Of close pertinence to climate engineering is the systematic linear and quadratic nonlinear relationships between the response and the radiative perturbation to the climate system, both being representable by the linear response function (LRF) of the system. By knowing the LRF one would have not only a powerful tool to infer the optimal radiative perturbation to regulate the climate response, but also a means to study the internal dynamical modes of the unperturbed system. We have recently made attempts to estimate the LRF of a coupled climate model, aided by Green’s function experiments wherein every representative location is probed with an isolated forcing. However, estimating the LRF through Green’s function approach is an inverse problem, often suffering the problems of ill-posedness. Thus, searching for a climate engineering solution to reduce the anthropogenic climate change effects presents both a computational and theoretical challenge.

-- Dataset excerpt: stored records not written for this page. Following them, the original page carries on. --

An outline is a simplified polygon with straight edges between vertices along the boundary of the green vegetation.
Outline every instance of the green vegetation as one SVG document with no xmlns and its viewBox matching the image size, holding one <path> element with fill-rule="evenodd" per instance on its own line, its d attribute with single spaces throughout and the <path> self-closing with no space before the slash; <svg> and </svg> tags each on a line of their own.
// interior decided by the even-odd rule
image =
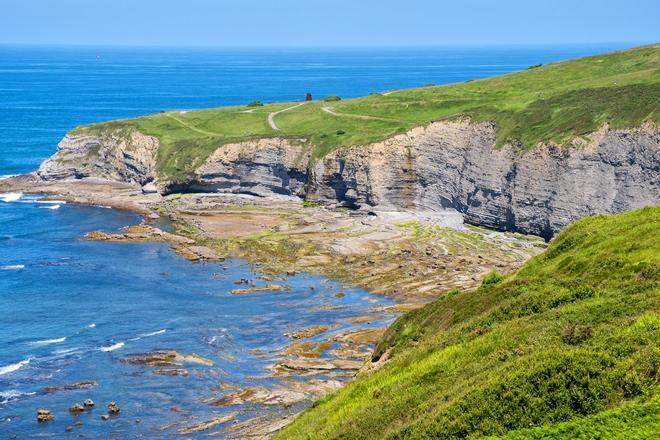
<svg viewBox="0 0 660 440">
<path fill-rule="evenodd" d="M 157 136 L 157 170 L 184 180 L 223 144 L 260 137 L 304 139 L 313 158 L 351 145 L 387 139 L 419 125 L 469 117 L 497 124 L 497 145 L 521 151 L 539 142 L 564 145 L 576 136 L 611 127 L 660 122 L 660 45 L 534 66 L 518 73 L 446 86 L 427 86 L 364 98 L 309 102 L 276 116 L 291 103 L 166 112 L 81 127 L 74 133 L 135 129 Z M 326 98 L 327 100 L 327 98 Z M 340 134 L 341 133 L 341 134 Z"/>
<path fill-rule="evenodd" d="M 516 273 L 402 316 L 380 369 L 278 438 L 658 437 L 658 231 L 660 207 L 583 219 Z"/>
</svg>

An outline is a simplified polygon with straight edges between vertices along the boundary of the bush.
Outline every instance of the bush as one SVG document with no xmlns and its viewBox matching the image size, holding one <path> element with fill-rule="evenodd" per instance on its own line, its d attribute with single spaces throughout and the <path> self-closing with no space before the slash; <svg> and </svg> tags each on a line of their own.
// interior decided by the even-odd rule
<svg viewBox="0 0 660 440">
<path fill-rule="evenodd" d="M 486 275 L 484 277 L 483 281 L 481 282 L 481 285 L 484 286 L 484 287 L 485 286 L 494 286 L 495 284 L 499 283 L 503 279 L 504 279 L 504 277 L 501 274 L 499 274 L 497 272 L 491 272 L 491 273 L 489 273 L 488 275 Z"/>
</svg>

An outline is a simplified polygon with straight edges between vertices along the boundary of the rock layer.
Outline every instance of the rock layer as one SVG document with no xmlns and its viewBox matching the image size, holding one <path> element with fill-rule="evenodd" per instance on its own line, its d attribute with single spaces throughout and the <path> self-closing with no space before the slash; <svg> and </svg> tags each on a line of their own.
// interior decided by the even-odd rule
<svg viewBox="0 0 660 440">
<path fill-rule="evenodd" d="M 312 161 L 303 142 L 219 147 L 187 182 L 158 182 L 158 140 L 67 136 L 37 174 L 98 177 L 163 192 L 296 196 L 366 211 L 460 212 L 467 222 L 549 238 L 570 222 L 660 202 L 660 132 L 604 127 L 568 147 L 495 148 L 493 123 L 435 122 Z M 153 185 L 152 185 L 153 186 Z"/>
<path fill-rule="evenodd" d="M 97 177 L 145 185 L 155 178 L 159 142 L 137 131 L 97 136 L 67 135 L 37 175 L 43 180 Z"/>
<path fill-rule="evenodd" d="M 549 238 L 572 221 L 660 203 L 660 133 L 603 129 L 566 148 L 495 148 L 496 127 L 433 123 L 331 153 L 307 197 L 354 208 L 452 208 L 469 223 Z"/>
</svg>

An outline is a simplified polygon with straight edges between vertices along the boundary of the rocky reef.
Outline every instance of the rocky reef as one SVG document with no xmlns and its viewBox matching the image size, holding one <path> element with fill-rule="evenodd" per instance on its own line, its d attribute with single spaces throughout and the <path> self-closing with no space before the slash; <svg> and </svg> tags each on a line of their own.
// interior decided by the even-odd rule
<svg viewBox="0 0 660 440">
<path fill-rule="evenodd" d="M 67 136 L 41 180 L 97 177 L 149 191 L 294 196 L 371 211 L 455 210 L 465 221 L 552 237 L 572 221 L 660 203 L 660 131 L 606 126 L 565 147 L 495 147 L 493 123 L 444 121 L 312 159 L 302 143 L 220 146 L 184 182 L 158 179 L 158 139 Z M 153 189 L 155 190 L 155 188 Z"/>
</svg>

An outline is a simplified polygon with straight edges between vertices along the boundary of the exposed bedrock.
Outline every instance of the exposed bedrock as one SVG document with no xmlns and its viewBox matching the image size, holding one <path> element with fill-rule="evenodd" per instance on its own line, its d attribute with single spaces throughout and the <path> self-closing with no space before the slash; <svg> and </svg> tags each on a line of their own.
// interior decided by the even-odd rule
<svg viewBox="0 0 660 440">
<path fill-rule="evenodd" d="M 260 139 L 219 147 L 183 183 L 156 178 L 158 140 L 67 136 L 37 174 L 98 177 L 163 192 L 306 197 L 374 211 L 451 208 L 469 223 L 546 238 L 587 215 L 660 203 L 660 131 L 603 128 L 567 148 L 496 149 L 491 123 L 436 122 L 310 161 L 303 142 Z"/>
<path fill-rule="evenodd" d="M 490 123 L 433 123 L 336 151 L 307 197 L 354 208 L 453 208 L 469 223 L 551 237 L 587 215 L 660 203 L 660 133 L 607 130 L 560 149 L 495 149 Z"/>
<path fill-rule="evenodd" d="M 37 175 L 46 181 L 97 177 L 144 185 L 155 178 L 158 139 L 136 131 L 96 136 L 67 135 Z"/>
<path fill-rule="evenodd" d="M 305 150 L 284 139 L 224 145 L 181 186 L 185 191 L 304 197 L 309 164 Z"/>
</svg>

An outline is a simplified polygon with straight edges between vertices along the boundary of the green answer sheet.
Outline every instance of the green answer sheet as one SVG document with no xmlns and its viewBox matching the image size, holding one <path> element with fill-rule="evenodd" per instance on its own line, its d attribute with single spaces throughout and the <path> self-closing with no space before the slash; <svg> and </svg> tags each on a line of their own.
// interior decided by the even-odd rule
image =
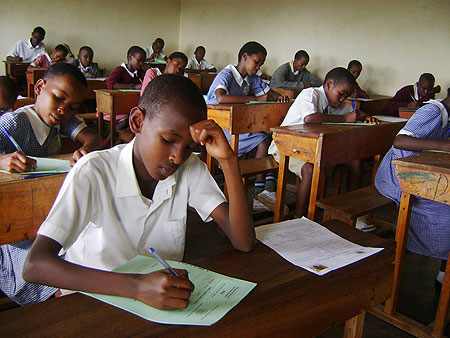
<svg viewBox="0 0 450 338">
<path fill-rule="evenodd" d="M 15 175 L 31 175 L 31 174 L 63 174 L 67 173 L 71 166 L 68 160 L 59 160 L 49 157 L 28 156 L 37 161 L 37 168 L 34 171 L 25 171 L 23 173 L 14 173 Z M 0 170 L 2 173 L 11 174 L 6 170 Z"/>
<path fill-rule="evenodd" d="M 167 262 L 173 268 L 187 270 L 189 280 L 195 285 L 186 309 L 158 310 L 132 298 L 83 293 L 152 322 L 209 326 L 225 316 L 256 286 L 256 283 L 224 276 L 187 263 Z M 136 256 L 113 271 L 150 273 L 161 269 L 164 267 L 155 258 Z"/>
</svg>

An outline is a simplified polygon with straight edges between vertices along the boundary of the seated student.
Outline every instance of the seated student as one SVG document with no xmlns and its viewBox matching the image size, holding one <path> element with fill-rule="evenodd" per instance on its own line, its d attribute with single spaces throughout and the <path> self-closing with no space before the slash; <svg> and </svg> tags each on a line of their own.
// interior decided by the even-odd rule
<svg viewBox="0 0 450 338">
<path fill-rule="evenodd" d="M 362 63 L 358 60 L 352 60 L 348 63 L 347 69 L 355 77 L 356 80 L 362 72 Z M 356 82 L 355 91 L 352 95 L 350 95 L 350 97 L 361 97 L 363 99 L 368 99 L 369 95 L 367 95 L 367 93 L 361 89 L 358 82 Z"/>
<path fill-rule="evenodd" d="M 8 76 L 0 76 L 0 115 L 12 111 L 19 90 L 16 83 Z"/>
<path fill-rule="evenodd" d="M 184 75 L 184 67 L 186 67 L 187 56 L 182 52 L 173 52 L 167 58 L 167 65 L 164 68 L 164 74 Z M 162 75 L 159 68 L 149 68 L 145 72 L 144 81 L 141 87 L 141 96 L 144 94 L 145 88 L 155 77 Z"/>
<path fill-rule="evenodd" d="M 405 86 L 395 93 L 395 96 L 384 107 L 382 114 L 398 116 L 398 108 L 417 109 L 424 102 L 434 99 L 434 94 L 441 91 L 440 86 L 434 87 L 434 82 L 433 74 L 423 73 L 418 82 Z"/>
<path fill-rule="evenodd" d="M 70 60 L 72 66 L 77 67 L 85 77 L 100 77 L 100 69 L 98 64 L 94 62 L 94 51 L 91 47 L 83 46 L 78 52 L 78 59 Z"/>
<path fill-rule="evenodd" d="M 306 69 L 308 63 L 308 53 L 304 50 L 299 50 L 295 53 L 294 61 L 287 62 L 275 70 L 270 81 L 270 88 L 303 89 L 320 86 L 320 81 Z"/>
<path fill-rule="evenodd" d="M 191 57 L 186 66 L 186 72 L 190 70 L 205 70 L 209 72 L 217 72 L 216 67 L 205 59 L 206 49 L 203 46 L 195 48 L 194 56 Z"/>
<path fill-rule="evenodd" d="M 266 60 L 267 50 L 258 42 L 247 42 L 238 54 L 238 64 L 228 65 L 220 71 L 209 87 L 206 103 L 246 103 L 250 101 L 284 101 L 285 98 L 274 92 L 256 76 Z M 252 95 L 249 95 L 250 92 Z M 225 130 L 225 136 L 230 140 L 230 133 Z M 239 135 L 239 154 L 242 156 L 256 148 L 256 158 L 267 156 L 269 138 L 265 133 L 249 133 Z M 275 191 L 275 176 L 259 174 L 255 180 L 255 196 L 263 190 Z M 258 200 L 253 201 L 254 208 L 259 209 Z"/>
<path fill-rule="evenodd" d="M 36 27 L 31 33 L 29 40 L 19 40 L 6 56 L 7 61 L 31 62 L 39 55 L 45 53 L 45 45 L 42 41 L 45 38 L 45 29 Z"/>
<path fill-rule="evenodd" d="M 109 271 L 136 255 L 151 256 L 150 247 L 164 259 L 182 260 L 187 205 L 216 221 L 236 249 L 250 251 L 255 232 L 237 156 L 220 127 L 205 119 L 205 101 L 191 80 L 170 74 L 153 80 L 130 114 L 134 140 L 88 154 L 67 175 L 28 254 L 25 280 L 185 308 L 193 290 L 185 270 L 176 269 L 180 277 L 164 269 Z M 197 143 L 219 161 L 228 203 L 192 154 Z"/>
<path fill-rule="evenodd" d="M 67 62 L 66 60 L 67 55 L 69 55 L 69 58 L 73 59 L 73 54 L 69 46 L 66 44 L 61 44 L 56 46 L 50 55 L 44 53 L 38 56 L 36 59 L 33 60 L 33 62 L 30 64 L 28 68 L 31 67 L 48 68 L 54 63 Z"/>
<path fill-rule="evenodd" d="M 377 123 L 378 120 L 361 111 L 352 111 L 351 106 L 344 104 L 344 100 L 355 90 L 355 85 L 355 78 L 347 69 L 337 67 L 330 70 L 325 76 L 323 86 L 303 89 L 300 92 L 289 108 L 281 126 L 322 122 L 356 122 L 358 120 Z M 269 154 L 272 154 L 277 162 L 280 161 L 280 153 L 273 141 L 269 148 Z M 361 185 L 361 161 L 351 161 L 348 166 L 350 167 L 350 174 L 347 179 L 347 189 L 350 191 L 359 188 Z M 291 158 L 289 170 L 298 177 L 295 214 L 298 217 L 306 216 L 313 164 Z M 273 203 L 273 199 L 274 196 L 268 200 L 260 198 L 264 204 Z"/>
<path fill-rule="evenodd" d="M 164 48 L 164 40 L 161 38 L 156 38 L 155 41 L 153 41 L 151 46 L 148 46 L 145 49 L 147 58 L 145 61 L 155 61 L 155 59 L 158 60 L 166 60 L 166 54 L 163 52 Z"/>
<path fill-rule="evenodd" d="M 397 134 L 392 148 L 378 168 L 376 188 L 397 205 L 400 205 L 402 189 L 392 161 L 424 150 L 450 151 L 450 93 L 448 94 L 444 100 L 431 100 L 414 113 Z M 444 280 L 450 251 L 450 206 L 418 196 L 413 198 L 412 203 L 407 249 L 443 260 L 436 277 L 439 288 Z"/>
</svg>

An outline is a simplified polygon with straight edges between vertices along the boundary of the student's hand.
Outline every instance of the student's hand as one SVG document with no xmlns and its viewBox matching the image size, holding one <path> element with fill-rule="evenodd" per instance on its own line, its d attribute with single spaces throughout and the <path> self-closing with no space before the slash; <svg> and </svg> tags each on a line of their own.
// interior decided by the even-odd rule
<svg viewBox="0 0 450 338">
<path fill-rule="evenodd" d="M 236 156 L 222 128 L 213 120 L 203 120 L 189 127 L 194 142 L 205 145 L 206 151 L 219 162 Z"/>
<path fill-rule="evenodd" d="M 10 173 L 23 173 L 31 171 L 33 168 L 37 168 L 36 160 L 28 158 L 18 151 L 0 157 L 0 169 Z"/>
<path fill-rule="evenodd" d="M 194 285 L 189 281 L 186 270 L 174 270 L 180 277 L 173 276 L 167 270 L 134 275 L 138 281 L 136 299 L 161 310 L 186 308 Z"/>
<path fill-rule="evenodd" d="M 406 108 L 409 108 L 409 109 L 417 109 L 417 108 L 419 108 L 419 101 L 411 101 L 410 103 L 408 103 L 406 105 Z"/>
</svg>

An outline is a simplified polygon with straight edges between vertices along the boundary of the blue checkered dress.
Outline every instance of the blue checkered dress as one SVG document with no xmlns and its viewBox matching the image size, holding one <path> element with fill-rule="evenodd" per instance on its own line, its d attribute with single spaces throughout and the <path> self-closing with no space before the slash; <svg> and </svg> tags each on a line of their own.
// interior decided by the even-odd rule
<svg viewBox="0 0 450 338">
<path fill-rule="evenodd" d="M 416 138 L 447 141 L 450 134 L 448 117 L 446 125 L 442 121 L 439 106 L 430 103 L 417 110 L 402 131 Z M 395 165 L 391 162 L 418 153 L 392 147 L 378 168 L 375 186 L 397 205 L 402 191 Z M 447 259 L 450 251 L 450 205 L 413 197 L 407 248 L 421 255 Z"/>
</svg>

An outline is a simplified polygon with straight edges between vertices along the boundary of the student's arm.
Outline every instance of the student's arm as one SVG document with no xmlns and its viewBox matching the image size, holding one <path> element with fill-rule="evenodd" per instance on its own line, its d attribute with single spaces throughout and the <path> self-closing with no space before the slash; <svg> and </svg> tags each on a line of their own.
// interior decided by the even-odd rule
<svg viewBox="0 0 450 338">
<path fill-rule="evenodd" d="M 220 164 L 228 189 L 228 203 L 220 204 L 211 213 L 231 240 L 233 247 L 250 251 L 255 242 L 255 230 L 251 220 L 247 196 L 242 185 L 238 158 L 231 149 L 222 129 L 212 120 L 190 126 L 192 139 L 206 146 L 206 151 Z"/>
<path fill-rule="evenodd" d="M 94 150 L 103 149 L 102 138 L 89 128 L 81 130 L 75 139 L 80 142 L 82 146 L 73 153 L 72 159 L 70 160 L 72 165 L 74 165 L 83 155 Z"/>
<path fill-rule="evenodd" d="M 187 271 L 181 278 L 165 270 L 149 274 L 122 274 L 72 264 L 58 257 L 61 244 L 38 235 L 26 258 L 23 278 L 31 283 L 137 299 L 150 306 L 174 310 L 185 308 L 193 290 Z"/>
<path fill-rule="evenodd" d="M 394 147 L 397 149 L 404 149 L 411 151 L 421 151 L 421 150 L 450 151 L 450 141 L 422 139 L 401 134 L 395 137 Z"/>
</svg>

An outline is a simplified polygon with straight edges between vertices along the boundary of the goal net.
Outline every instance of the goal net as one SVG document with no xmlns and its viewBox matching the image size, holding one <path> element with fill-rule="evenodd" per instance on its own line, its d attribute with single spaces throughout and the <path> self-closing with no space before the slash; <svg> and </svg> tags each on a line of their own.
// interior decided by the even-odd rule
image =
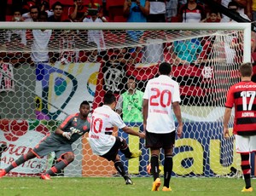
<svg viewBox="0 0 256 196">
<path fill-rule="evenodd" d="M 122 103 L 117 109 L 125 124 L 142 131 L 141 99 L 127 100 L 127 83 L 134 78 L 137 92 L 143 92 L 158 76 L 159 64 L 167 61 L 180 84 L 184 123 L 172 175 L 226 176 L 231 168 L 240 170 L 234 137 L 224 139 L 222 121 L 227 89 L 239 81 L 241 63 L 250 61 L 250 24 L 14 22 L 0 28 L 0 168 L 78 112 L 83 101 L 92 110 L 100 106 L 108 90 Z M 231 132 L 232 119 L 230 125 Z M 143 151 L 131 160 L 120 154 L 127 171 L 150 175 L 144 140 L 118 130 L 114 134 L 125 137 L 131 151 Z M 75 160 L 56 175 L 118 175 L 111 162 L 92 154 L 86 136 L 73 144 Z M 161 153 L 160 165 L 162 159 Z M 9 175 L 38 176 L 55 160 L 53 153 Z"/>
</svg>

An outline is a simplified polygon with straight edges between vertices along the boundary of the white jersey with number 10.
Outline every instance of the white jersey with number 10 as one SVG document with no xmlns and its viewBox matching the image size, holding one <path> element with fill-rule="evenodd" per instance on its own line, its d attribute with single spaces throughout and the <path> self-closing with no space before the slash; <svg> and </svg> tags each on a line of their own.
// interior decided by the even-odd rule
<svg viewBox="0 0 256 196">
<path fill-rule="evenodd" d="M 95 109 L 89 132 L 89 143 L 93 153 L 103 155 L 111 149 L 115 142 L 115 137 L 112 135 L 114 126 L 122 129 L 126 125 L 110 107 L 103 105 Z"/>
<path fill-rule="evenodd" d="M 148 82 L 143 99 L 148 100 L 147 130 L 162 134 L 174 131 L 172 103 L 181 101 L 178 84 L 169 76 L 160 75 Z"/>
</svg>

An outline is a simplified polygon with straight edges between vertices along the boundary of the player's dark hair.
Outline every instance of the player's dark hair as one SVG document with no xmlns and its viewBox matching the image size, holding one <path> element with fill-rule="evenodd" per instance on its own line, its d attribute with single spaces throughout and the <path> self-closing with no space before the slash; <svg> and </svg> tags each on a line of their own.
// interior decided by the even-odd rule
<svg viewBox="0 0 256 196">
<path fill-rule="evenodd" d="M 172 67 L 171 67 L 171 64 L 170 63 L 162 62 L 159 66 L 159 72 L 161 75 L 169 75 L 171 73 L 171 71 L 172 71 Z"/>
<path fill-rule="evenodd" d="M 127 79 L 127 83 L 129 81 L 129 79 L 131 79 L 135 82 L 135 88 L 137 88 L 137 80 L 136 78 L 134 76 L 129 76 L 128 79 Z"/>
<path fill-rule="evenodd" d="M 252 63 L 247 62 L 240 66 L 240 72 L 242 77 L 251 77 L 253 73 Z"/>
<path fill-rule="evenodd" d="M 41 16 L 44 16 L 45 19 L 47 20 L 48 19 L 48 14 L 47 12 L 44 12 L 44 11 L 41 11 L 38 13 L 38 19 L 41 19 Z"/>
<path fill-rule="evenodd" d="M 61 7 L 61 9 L 63 9 L 63 4 L 62 4 L 61 2 L 55 2 L 55 3 L 51 6 L 51 9 L 52 9 L 53 10 L 55 10 L 56 6 L 60 6 L 60 7 Z"/>
<path fill-rule="evenodd" d="M 115 95 L 112 92 L 108 91 L 105 94 L 104 98 L 103 98 L 104 104 L 109 105 L 109 104 L 112 104 L 114 101 L 116 101 Z"/>
<path fill-rule="evenodd" d="M 80 108 L 82 107 L 82 105 L 88 105 L 90 106 L 90 103 L 87 101 L 84 101 L 81 104 L 80 104 Z"/>
<path fill-rule="evenodd" d="M 32 10 L 32 9 L 38 9 L 38 11 L 39 12 L 39 9 L 38 9 L 38 6 L 36 6 L 36 5 L 32 5 L 32 6 L 31 6 L 31 7 L 29 8 L 29 12 L 31 12 L 31 10 Z"/>
<path fill-rule="evenodd" d="M 231 7 L 231 6 L 236 6 L 237 9 L 239 7 L 238 3 L 236 2 L 233 2 L 233 1 L 231 1 L 231 2 L 229 3 L 228 8 Z"/>
</svg>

One possible solution to this ill-posed inverse problem is through regularization with a machine learning setup linking climate system perturbations and responses. In this study, we develop a Convolutional Neural Network (CNN) to deal with the imagery system response data and achieve the regularized inversion. We train the CNN with the ensemble data from the Green’s function experiments. Assisted by a densification approach, the developed CNN model can predict the pattern of the forcing that is responsible for the climate response for different scenarios that have not been seen by the CNN during training and validation. This promising result provides a proof-of-concept and a strategy for acquiring the optimal forcing for negating the climate change effects.